Let’s get the unfair comparison out of the way first; Goss is no Douglas Adams. But then the original’s been dead for nearly fifteen years now and no-one’s quite replicated his deadpan existentialist Wodehouse act.
Instead Goss seeks to replicate the main virtues of the televised story by steeping it in Parisian culture and light comedy. It’s a fine choice; few of Who’s other novelisations have such a sense of place and even fewer have such good jokes. He even succeeds in dealing with the questions about Scaroth’s nature which the original simply skated over and fills in the backgrounds of even minor characters admirably – the characters played in a cameo by John Cleese and Eleanor Bron get a whole background world, as do Countess Scarlioni and his henchman. His most admirable success is in delineating the relationship between the Doctor and Romana; on screen it was all about two actors falling in love with each other, here it’s more mutual fondness tempered by opposite approaches to life.

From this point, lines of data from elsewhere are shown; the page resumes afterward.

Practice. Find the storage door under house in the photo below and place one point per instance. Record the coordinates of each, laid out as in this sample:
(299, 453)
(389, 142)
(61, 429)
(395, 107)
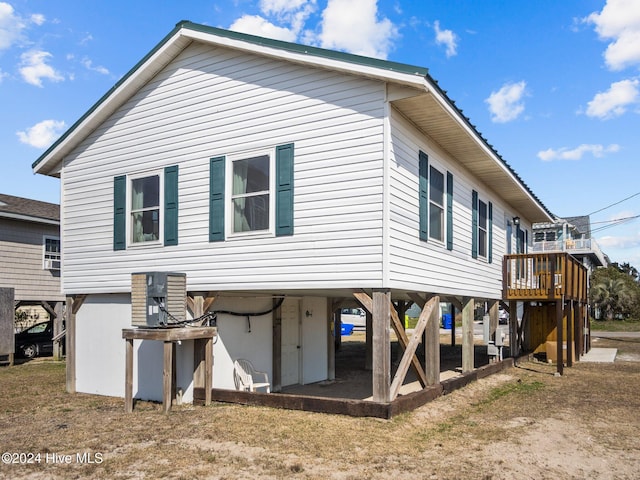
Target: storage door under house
(291, 345)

Perhaps some of the jokes fall flat on the page – the whip smart exchanges of the Doctor’s first meeting with Scarlioni don’t play as well on the page as they do onscreen for instance, and the in-joke of the Doctor Who crew who filmed in Paris appearing – and the extensive backgrounds given to the characters end up a touch overdone but overall it’s a noble and fun attempt at the impossible.